How to dress for cold weather hikes
Winter doesn’t have to keep you inside. Layer up and enjoy the cold weather ahead.
A few years back, I ran 6 miles one day in 32-degree weather and mountain biked 15 miles the following day in 23-degree weather. The reason: technology. Specifically, the high-tech clothing that allowed me to weather temperatures that are about as cold as we get in North Carolina.
Personally, I need to get out, no matter the weather. So I’m willing to spend the money it can take to help me cope with the elements. But I got to wondering: Do you really need to spend $500 (or more) on clothing that will insulate you from the cold?
No, it turned out. I went to a local big box store and outfitted myself with gear that promised to do a comparable job. The price tag for my new winter wardrobe: $69.35. Granted, the clothes didn’t provide quite the level of insulating protection, and they likely wouldn’t last as long. But, as I would learn over the ensuing winter, they did what they needed to do.
The point: you can dress for the cold without breaking the bank. Here’s what to look for as you “layer up” to enjoy a winter outdoors.
First, a quick word about layering and why it’s important. Build up a sweat on a winter workout, cold air penetrates to your skin, the cold air finds an ally in the sweat, and together they can drop your body temperature to dangerous, life-threatening levels. It may not be quite so severe on a neighborhood hike, but it certainly will make you uncomfortable.
If you’re uncomfortable, you likely won’t be inclined to head out for another walk anytime soon. Which is why the most important layer in your layering system may be the base layer, the layer next to your skin.
Whatever your base layer is made of, make sure it isn’t cotton. Sweat sticks to cotton. The sweaty cotton sticks to your skin, your body expends lots of energy trying to warm your cold, sweaty skin, and you run the risk of hypothermia. Thus, your base layer should be made of a synthetic or high-tech wool that wicks the moisture from your body (it should also be as close to your skin as possible). Dry skin equals warmer skin.
Above the base layer, wear a slightly heavier layer that helps create a pocket of air warmed by your body between it and the base layer. Synthetic fabric is again preferable, even something as basic as a polyester long-sleeve T.
An outer shell is especially important when the weather gets into the mid-30s or lower and there’s even a slight breeze. An outer shell is generally a less-porous fabric that sheds rain and wind. A good outer shell will also have some sort of vent system to keep condensation from building inside: zippers in the armpits is one popular option as is mesh under the arms and along the side of the torso.
If you’re not the type of person likely to head out in even a light rain, any pair of pants that doesn’t inhibit movement will do for an aerobic walk. You probably already have something serviceable in your closest. If not, a pair of synthetic workout pants will work fine.
Coverings for the extremities
A hat and gloves are key.

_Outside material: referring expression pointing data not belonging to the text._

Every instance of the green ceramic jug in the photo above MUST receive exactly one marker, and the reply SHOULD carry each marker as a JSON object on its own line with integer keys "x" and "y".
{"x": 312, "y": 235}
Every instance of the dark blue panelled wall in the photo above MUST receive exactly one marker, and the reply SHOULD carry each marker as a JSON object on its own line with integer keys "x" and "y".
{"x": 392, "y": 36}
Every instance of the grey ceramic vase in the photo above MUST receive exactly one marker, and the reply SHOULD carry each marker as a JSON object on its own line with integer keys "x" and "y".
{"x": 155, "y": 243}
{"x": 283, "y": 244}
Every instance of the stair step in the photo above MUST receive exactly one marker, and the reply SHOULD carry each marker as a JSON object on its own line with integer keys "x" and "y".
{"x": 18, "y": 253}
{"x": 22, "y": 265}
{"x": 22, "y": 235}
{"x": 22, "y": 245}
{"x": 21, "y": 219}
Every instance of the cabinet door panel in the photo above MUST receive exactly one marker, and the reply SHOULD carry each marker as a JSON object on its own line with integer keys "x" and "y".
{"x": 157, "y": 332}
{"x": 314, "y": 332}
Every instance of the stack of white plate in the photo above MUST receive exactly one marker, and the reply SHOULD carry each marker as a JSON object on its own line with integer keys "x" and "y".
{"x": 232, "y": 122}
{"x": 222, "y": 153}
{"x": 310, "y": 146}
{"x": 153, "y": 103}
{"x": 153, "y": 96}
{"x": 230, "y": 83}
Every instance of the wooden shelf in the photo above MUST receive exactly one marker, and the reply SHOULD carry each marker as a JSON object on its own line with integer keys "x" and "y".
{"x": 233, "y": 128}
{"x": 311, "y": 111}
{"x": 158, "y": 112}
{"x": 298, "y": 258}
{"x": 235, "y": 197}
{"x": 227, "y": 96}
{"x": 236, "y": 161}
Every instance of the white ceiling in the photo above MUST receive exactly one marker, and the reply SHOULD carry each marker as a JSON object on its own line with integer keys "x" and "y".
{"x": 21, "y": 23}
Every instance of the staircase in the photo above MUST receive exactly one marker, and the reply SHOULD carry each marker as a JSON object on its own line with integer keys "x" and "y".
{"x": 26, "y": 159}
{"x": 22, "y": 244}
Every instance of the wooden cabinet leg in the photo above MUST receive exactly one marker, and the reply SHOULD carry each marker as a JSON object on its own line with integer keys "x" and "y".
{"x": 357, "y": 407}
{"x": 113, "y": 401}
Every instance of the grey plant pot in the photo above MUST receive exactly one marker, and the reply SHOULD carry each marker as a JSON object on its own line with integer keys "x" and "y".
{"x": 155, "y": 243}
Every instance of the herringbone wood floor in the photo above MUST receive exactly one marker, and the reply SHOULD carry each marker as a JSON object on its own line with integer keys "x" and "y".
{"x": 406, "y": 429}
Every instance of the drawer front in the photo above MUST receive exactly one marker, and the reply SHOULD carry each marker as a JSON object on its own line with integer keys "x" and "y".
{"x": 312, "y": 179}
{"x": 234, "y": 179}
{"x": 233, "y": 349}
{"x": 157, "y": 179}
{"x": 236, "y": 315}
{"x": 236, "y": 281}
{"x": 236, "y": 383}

Most of your body heat escapes through your hands and head. If you have them covered, your body acts as a more efficient furnace. And if you find your furnace running too hot, shed the hat and/or gloves for immediate relief.
Socks are also important: invest in heavier wool (or, again, synthetic) socks to keep your feet warm and to keep them dry as well.
It may take a walk or two to dial in a layering system that works: not all of us are comfortable in the same temperature zone. But figure it out, and you’ll no longer let a little cold keep you from the outdoor outings you’ve come to enjoy over the past several months.